Key opposition leaders, who are all former allies and top officials of Nazarbayev, have not fared well. Former Energy Minister Mukhtar Ablyazov was jailed in 2002 for embezzlement and misuse of state funds. A year earlier former Prime Minister Akezhan Kazhegeldin, who played a crucial role in liberal economic reform, was forced into exile and tried in absentia for financial abuses, was sentenced to 10 years and had his property confiscated. Last November, Zamanbek Nurkadilov, a former regional Governor and Emergencies Minister who had become a strong critic of Nazarbayev and opposition leader, was found dead from multiple gunshot wounds. The official inquiry said it was suicide. However, people still wonder how he could have managed to inflict several mortal wounds on himself and then shoot himself in the back of the head.

The opposition sustained a serious blow last February when its key leader, Altynbek Sarsenbayev — who had been Nazarbayev's Information Minister, secretary of the Security Council, and ambassador to Moscow — and two associates were murdered by a group of officers belonging to the National Security Committee (KNB), heir to the Soviet-era KGB. Late last month, a court found Yerzhan Utembayev, the former Senate chief of staff, guilty of putting out the contract on Sarsenbayev "for reasons of personal enmity," and sentenced him to 20 years. Nine others received sentences ranging from three years to life for complicity in the murder.

Hoping to slowly add more democratic elements to a system that now rejects them, analyst Asylbek Bisenbayev suggests holding transparent elections at the local level, and gradually expanding them to regional and national bodies. Right now, however, the trend is in the opposite direction: district and town heads to be selected next month will be nominated by regional governors and elected by local legislators, rather than nominated by the people and elected through universal suffrage. And this democratic deficit has big repercussions, even according to the President's own daughter. "Launching a more sophisticated and competitive economy requires a much freer political system," concludes Dariga Nazarbayeva. Without it, Kazakhstan will remain, for all its achievements, a raw-materials export economy, shored up by high oil prices.

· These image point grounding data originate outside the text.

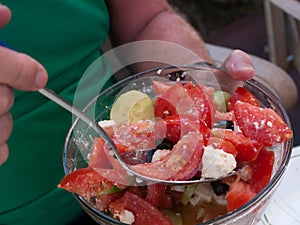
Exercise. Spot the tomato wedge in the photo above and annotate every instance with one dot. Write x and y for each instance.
(239, 194)
(175, 126)
(144, 213)
(203, 102)
(156, 196)
(262, 169)
(98, 157)
(182, 163)
(261, 124)
(165, 104)
(247, 150)
(243, 95)
(138, 135)
(225, 145)
(160, 87)
(85, 182)
(187, 99)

For now, Papa remains firmly in charge, and has little incentive to change. Might Bush give him a lecture in democracy this week? An administration official insists that the White House wants Kazakhstan to "accelerate itself down the path of democracy." But Nazarbayev seems more interested in the prestige value of his meeting. "We're now a key ally of the United States in Central Asia," said Nazarbayev in 2004, when Bush sent him a letter of gratitude for "Kazakhstan's continued assistance in the war on terror." Kazakhstan's abundant oil, political stability, and a foreign policy friendly to the West outweigh its human-rights and democratic shortcomings, and will ensure that Nazarbayev's visit to the U.S. is largely a friendly one.